Listen, I do try to eat healthy as much as I can. The only recipes (up till now) on this blog that require frying are donuts recipes . But arancini are such an amazing treat-yourself food that I had to make them. Only I decided to make a vegan version.
Take time, do them with love and respect the process and they will turn out amazing.
Delicious arancini (vegan)
Sicilian arancini (deep fried stuffed rice balls) with sun-dried tomatoes and caramelized onions)
- For risotto
- 1 onion
- 4 cloves of garlic
- 2 tablespoons of olive oil
- 400 g arborio rice
- 3 dl wite wine
- 1 l water
- 2 cubes of vegetable stock
- Thyme, salt and pepper
- For the filling
- 2 tablespoons of olive oil
- 4 onions
- 100 g of sun-dried tomatoes (from oil)
- 1 tablespoon of sugar
- For the coating
- 1 cup of breadcrums
- 1 dl of plant based milk
- 1 cup of corn starch
- Step 1 For risotto heat the oil in a pan and add finely minced onion and garlic. Cook for about 5 minutes. Add rice and cook for few minutes more. Add cubes of vegetable stock, thyme and slowly start adding the liquid (first wine and then water). This will take to up to 30 minutes. (So basically you add 1 dl of liquid, stir and let cook. When there is no liquid left you repeat the process.). At the end season with salt and pepper if necessary. Risotto is done when it is nice and sticky with no liquid left.

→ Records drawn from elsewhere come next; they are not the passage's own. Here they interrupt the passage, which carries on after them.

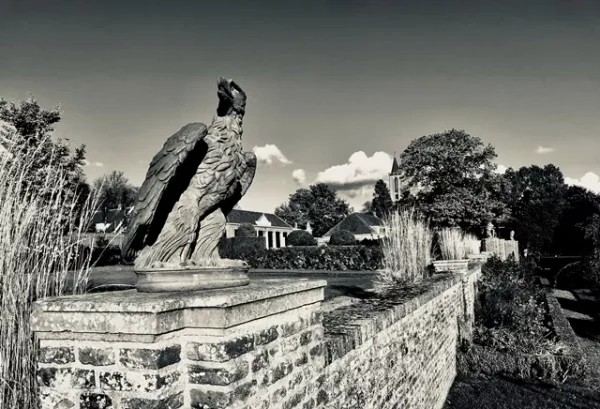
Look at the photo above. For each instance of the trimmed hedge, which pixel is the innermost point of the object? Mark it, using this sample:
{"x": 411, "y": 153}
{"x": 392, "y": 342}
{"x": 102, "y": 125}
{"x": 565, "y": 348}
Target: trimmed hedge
{"x": 319, "y": 258}
{"x": 342, "y": 238}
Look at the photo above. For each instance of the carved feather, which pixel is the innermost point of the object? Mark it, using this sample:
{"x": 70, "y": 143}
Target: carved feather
{"x": 168, "y": 176}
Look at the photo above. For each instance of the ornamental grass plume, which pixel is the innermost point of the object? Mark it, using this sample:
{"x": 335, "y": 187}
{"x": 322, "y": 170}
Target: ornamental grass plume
{"x": 41, "y": 231}
{"x": 406, "y": 249}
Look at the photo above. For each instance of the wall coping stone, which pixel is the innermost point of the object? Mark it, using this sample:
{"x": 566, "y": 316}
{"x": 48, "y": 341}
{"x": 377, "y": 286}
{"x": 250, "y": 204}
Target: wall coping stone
{"x": 348, "y": 327}
{"x": 130, "y": 313}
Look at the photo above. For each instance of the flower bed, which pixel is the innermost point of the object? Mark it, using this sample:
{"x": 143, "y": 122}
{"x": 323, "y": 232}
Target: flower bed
{"x": 520, "y": 330}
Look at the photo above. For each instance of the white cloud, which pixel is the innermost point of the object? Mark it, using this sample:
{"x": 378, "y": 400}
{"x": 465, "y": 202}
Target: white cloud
{"x": 269, "y": 154}
{"x": 501, "y": 169}
{"x": 359, "y": 171}
{"x": 589, "y": 181}
{"x": 299, "y": 176}
{"x": 543, "y": 149}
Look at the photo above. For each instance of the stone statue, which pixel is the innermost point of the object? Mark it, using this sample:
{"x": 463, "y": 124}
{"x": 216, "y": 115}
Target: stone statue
{"x": 191, "y": 185}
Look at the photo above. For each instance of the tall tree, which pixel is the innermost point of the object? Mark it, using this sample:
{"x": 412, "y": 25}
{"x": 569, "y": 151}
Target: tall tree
{"x": 114, "y": 191}
{"x": 382, "y": 201}
{"x": 537, "y": 201}
{"x": 319, "y": 205}
{"x": 452, "y": 180}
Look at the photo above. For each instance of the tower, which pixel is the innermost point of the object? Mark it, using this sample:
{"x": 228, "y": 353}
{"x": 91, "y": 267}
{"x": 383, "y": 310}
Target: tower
{"x": 395, "y": 183}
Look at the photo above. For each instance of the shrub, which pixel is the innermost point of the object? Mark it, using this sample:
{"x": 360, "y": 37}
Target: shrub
{"x": 406, "y": 249}
{"x": 301, "y": 238}
{"x": 510, "y": 311}
{"x": 342, "y": 238}
{"x": 246, "y": 230}
{"x": 40, "y": 241}
{"x": 452, "y": 244}
{"x": 359, "y": 258}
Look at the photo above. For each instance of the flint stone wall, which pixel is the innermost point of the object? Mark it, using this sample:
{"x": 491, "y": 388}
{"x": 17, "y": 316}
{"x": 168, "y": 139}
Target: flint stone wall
{"x": 370, "y": 354}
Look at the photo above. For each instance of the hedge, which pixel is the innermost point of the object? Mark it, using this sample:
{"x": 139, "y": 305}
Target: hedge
{"x": 319, "y": 258}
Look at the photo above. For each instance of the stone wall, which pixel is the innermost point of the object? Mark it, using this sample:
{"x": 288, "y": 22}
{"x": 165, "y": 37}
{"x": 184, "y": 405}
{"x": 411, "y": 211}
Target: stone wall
{"x": 373, "y": 353}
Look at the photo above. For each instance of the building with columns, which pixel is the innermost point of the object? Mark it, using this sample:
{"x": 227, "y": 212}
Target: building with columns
{"x": 267, "y": 225}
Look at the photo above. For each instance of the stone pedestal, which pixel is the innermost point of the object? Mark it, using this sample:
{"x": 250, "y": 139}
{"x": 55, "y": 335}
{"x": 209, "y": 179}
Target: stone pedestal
{"x": 168, "y": 350}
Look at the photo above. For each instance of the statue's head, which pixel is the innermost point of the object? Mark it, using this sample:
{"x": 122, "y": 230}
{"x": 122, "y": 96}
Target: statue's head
{"x": 231, "y": 98}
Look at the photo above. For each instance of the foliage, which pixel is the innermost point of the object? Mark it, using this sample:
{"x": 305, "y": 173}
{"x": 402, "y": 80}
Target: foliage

- Step 2 While you are making the risotto you can make the filling too. Heat the oil for filling in a pan and add sliced onions. Cook them on medium heat for 10 minutes or until they start getting brown. At that point add two pinches of salt, sugar and cook for about 10 minutes longer while stirring occasionally. When they are done just mix them with chopped sun-dried tomatoes.

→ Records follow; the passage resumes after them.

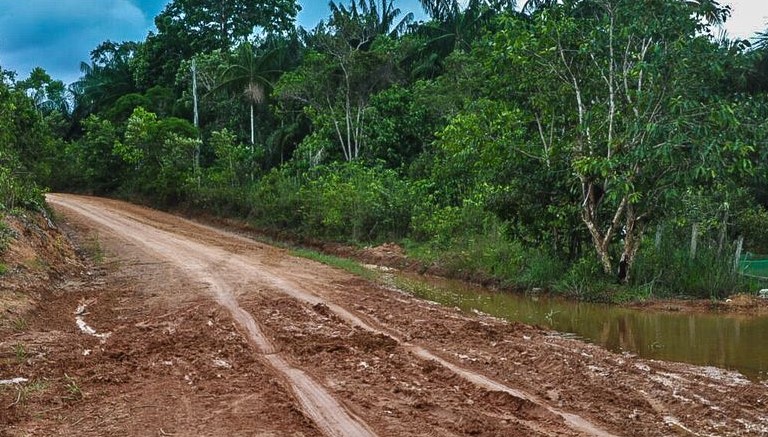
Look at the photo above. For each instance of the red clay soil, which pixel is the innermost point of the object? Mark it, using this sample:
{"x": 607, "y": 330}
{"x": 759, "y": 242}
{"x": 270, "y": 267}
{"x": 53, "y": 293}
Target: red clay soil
{"x": 186, "y": 330}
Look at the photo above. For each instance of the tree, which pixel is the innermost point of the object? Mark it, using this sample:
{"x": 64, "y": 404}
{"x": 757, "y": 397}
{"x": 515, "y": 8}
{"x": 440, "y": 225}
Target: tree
{"x": 251, "y": 72}
{"x": 335, "y": 83}
{"x": 620, "y": 92}
{"x": 210, "y": 24}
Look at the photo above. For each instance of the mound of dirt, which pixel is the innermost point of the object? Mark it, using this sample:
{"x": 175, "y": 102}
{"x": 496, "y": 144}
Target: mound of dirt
{"x": 37, "y": 257}
{"x": 387, "y": 254}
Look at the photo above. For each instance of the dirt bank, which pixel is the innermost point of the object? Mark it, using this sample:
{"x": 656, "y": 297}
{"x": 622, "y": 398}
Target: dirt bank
{"x": 202, "y": 332}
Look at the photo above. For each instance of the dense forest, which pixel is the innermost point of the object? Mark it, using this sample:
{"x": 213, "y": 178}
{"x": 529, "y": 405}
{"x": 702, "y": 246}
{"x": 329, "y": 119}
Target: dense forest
{"x": 603, "y": 149}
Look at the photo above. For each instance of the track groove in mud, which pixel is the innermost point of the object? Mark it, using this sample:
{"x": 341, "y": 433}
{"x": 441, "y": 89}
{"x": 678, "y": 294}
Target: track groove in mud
{"x": 236, "y": 270}
{"x": 315, "y": 400}
{"x": 317, "y": 403}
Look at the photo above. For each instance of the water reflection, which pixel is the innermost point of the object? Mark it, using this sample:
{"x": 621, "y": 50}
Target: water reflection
{"x": 725, "y": 341}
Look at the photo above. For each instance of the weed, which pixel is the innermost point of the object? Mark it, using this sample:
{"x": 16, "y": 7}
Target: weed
{"x": 21, "y": 353}
{"x": 6, "y": 235}
{"x": 19, "y": 324}
{"x": 342, "y": 263}
{"x": 74, "y": 390}
{"x": 92, "y": 247}
{"x": 25, "y": 391}
{"x": 550, "y": 317}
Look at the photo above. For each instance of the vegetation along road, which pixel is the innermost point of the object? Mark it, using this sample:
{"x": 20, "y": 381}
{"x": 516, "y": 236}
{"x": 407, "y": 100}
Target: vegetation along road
{"x": 182, "y": 329}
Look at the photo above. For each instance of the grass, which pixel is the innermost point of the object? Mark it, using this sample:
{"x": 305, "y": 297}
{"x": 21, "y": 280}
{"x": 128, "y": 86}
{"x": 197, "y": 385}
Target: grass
{"x": 6, "y": 235}
{"x": 20, "y": 351}
{"x": 345, "y": 264}
{"x": 26, "y": 390}
{"x": 74, "y": 391}
{"x": 19, "y": 324}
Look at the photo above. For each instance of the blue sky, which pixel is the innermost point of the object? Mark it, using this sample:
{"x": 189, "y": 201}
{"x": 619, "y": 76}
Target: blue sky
{"x": 58, "y": 34}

- Step 3 Now that you have this ready let it rest for at least one hour to cool down (I suggest 2 hours).
- Step 4 When cooled down make a ball (a bit bigger than golf ball) and help yourself with a finger to make a hole in it. Fill it with filling, add some more risotto to cover the hole and roll it between your palms. Repeat with all the risotto.
- Step 5 When you have made balls from all the risotto roll them one by one in corn starch then in plant-based milk and at the end in breadcrumbs.
- Step 6 Fry them in oil for about 8 minutes or until golden brown. Fry in batches.
- Step 7 Let them rest on a paper towel a bit and then serve either warm or cold.
Time of cooking might depend on your rice. The final result should be a sticky, very well cooked risotto with no liquid left. That’s why you might add a bit less/more water.
Serve your arancini with some nice sauces for dipping (or not, they are delicious AF on their own).